About three years ago I started writing my first novel, The Beasts of Belmont Park, inspired by someone I’d seen in the street; a handsome man, pushing two kids in a buggy. I saw him a couple more times over the next few weeks, and each time, he looked unhappy. I wondered why? It made me think back to the times when my own daughter was young enough to be pushed in a buggy and how much I enjoyed fatherhood, even as a single man, co-parenting my child when society assumed the only true course of happiness was to be part of that über -cliché, the happy family. I wondered whether this man was a stay-at-home dad, with a bread-winning wife. Maybe he didn’t like his role? Maybe his wife was more successful than him? What issues would that raise for a man?
This scenario formed the basis of The Beasts of Belmont Park, which explores the nature of manhood in this most egalitarian of centuries, not earnestly or stolidly, but very much in a darkly comic vein. Not that I wish to make light of such a serious subject, but I find with humour you can often take your readers on a journey they might otherwise avoid.
Paul, the protagonist, is deeply unsatisfied with his lot, feeling emasculated by his role of househusband and envying his best-selling novelist wife’s success. In attempting to square this circle, Paul encounters several strong male characters, each representing a different aspect of manhood, against which he measures himself. Ultimately the answer, for Paul, is to return to work; for that is the only way he believes he can hold his head up again as a man.
Are men expected to play a role that’s now obsolete?
Paul’s internal conflict resonates at the deepest level with many men I’ve met over the years, and is reflected in the conventional wisdom many ascribe to: that a man’s role is as a hunter, bringing home the bacon, not as carer, or nurturer, changing nappies and looking after the kids. In the conservative world of football, which I partake in regularly, this kind of attitude is commonplace.
But is there actually any basis in reality for this view of masculinity? I think today, more than ever, this concept is severely challenged by the facts. Women are just as strong and capable as men. Many women, maybe the majority, are, like my daughter, economically independent. What need is there for a man in the role of provider and protector? Nevertheless, many women I know tell me they still prefer this idea of a man, and they still want him to play this role, even if it’s a pseudo-role and not actually necessary.
Hud, aged 22…
Many years ago I read The Descent of Woman by Elaine Morgan, written, in part, as a response to Desmond Morris’s (at the time) seminal The Ascent of Man. Her view of human evolution opened my eyes, for the first time it seemed, to a far more complex notion of women than I had previously contemplated. But what about men? In Morris’s book he paints a vivid picture of man the hunter and provider, a picture that even then, back in the 1970s, was at odds with the image of the average male I encountered in West London. Yet this atavistic throwback formed the basis for the popular consensus on what being a man was all about. And as a young man myself, I too ascribed to this view.
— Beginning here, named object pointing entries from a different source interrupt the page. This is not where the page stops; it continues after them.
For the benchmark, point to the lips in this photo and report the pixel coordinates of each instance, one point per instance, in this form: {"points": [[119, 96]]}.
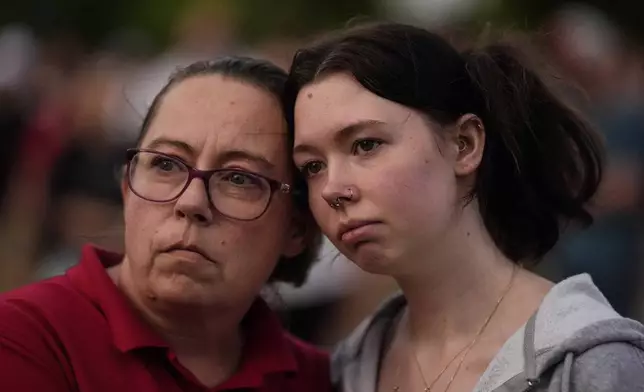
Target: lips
{"points": [[355, 231], [188, 248]]}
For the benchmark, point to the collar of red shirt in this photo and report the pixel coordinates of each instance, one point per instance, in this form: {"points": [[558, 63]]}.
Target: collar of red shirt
{"points": [[266, 348]]}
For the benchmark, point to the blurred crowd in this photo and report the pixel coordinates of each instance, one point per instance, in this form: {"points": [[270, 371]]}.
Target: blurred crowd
{"points": [[67, 114]]}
‘I was called a male chauvinist, aged nine’
I had particular reasons to do so. I was raised with my brother by an ardently feminist single mother, who along with her coterie of friends, subjected to me to a tough regime for a young man: being called a male chauvinist aged nine, being taken on a two-week long women’s camp in Wales when I was twelve (where I was the oldest male), hostelling with the women and kids from Erin Pizzey’s ‘Battered Wives Home,’ these were experiences that severely challenged my idea of manhood. So in order to right these ‘wrongs’ (as I perceived them), I developed a relatively macho personality that was in many ways at odds with how I truly felt about myself. But back then, it was a matter of survival.
How many other young men defaulted to the macho paradigm in order to survive childhood? Especially in a culture that did not celebrate the manifold aspects of masculinity, but focused on just a few: strength, power, dominance. It was a cliché that was simultaneously parodied as absurd and declared as fact in every form of media, from fairy tales to adverts. And now, a mere 30 years later, we have the converse: men conventionally mocked as bumbling idiots by the media and by the advertising industry in particular.
In reality, we are of course neither of these extremes, but in fact represent an incredible spectrum of everything that lies between. We have been bracketed and branded by the media for far too long. We are not narrow beings, and we are not tongue-tied lumps, incapable of expressing our feelings. We are every bit as subtle and sensitive as women. Yet I find even some of the most progressive of my female friends still propagate this reductive, emotionally unintelligent stereotype. Often gleefully. It makes me wonder how they expect men to live up to their expectations (the caring, strong, silent sexy, sensitive, emotive everyman we are told women want), when they keep forcing us into these cultural straitjackets.
We have all been guilty, at one time or another, of purveying this cultural narrative. But the time has come for us to stop. Men like Grayson Perry show us how wonderful it is to be a man who is truly himself, just as much as Bear Grylls or David Beckham do. And the army of stay-at-home or single dads shows us just how capable men are at being nurturers and carers. The only thing preventing us from fulfilling our true, wide-spectrum natures are the conventions of society itself. Brothers, let’s stand up and be counted for the marvelous, multi-faceted characters we really are.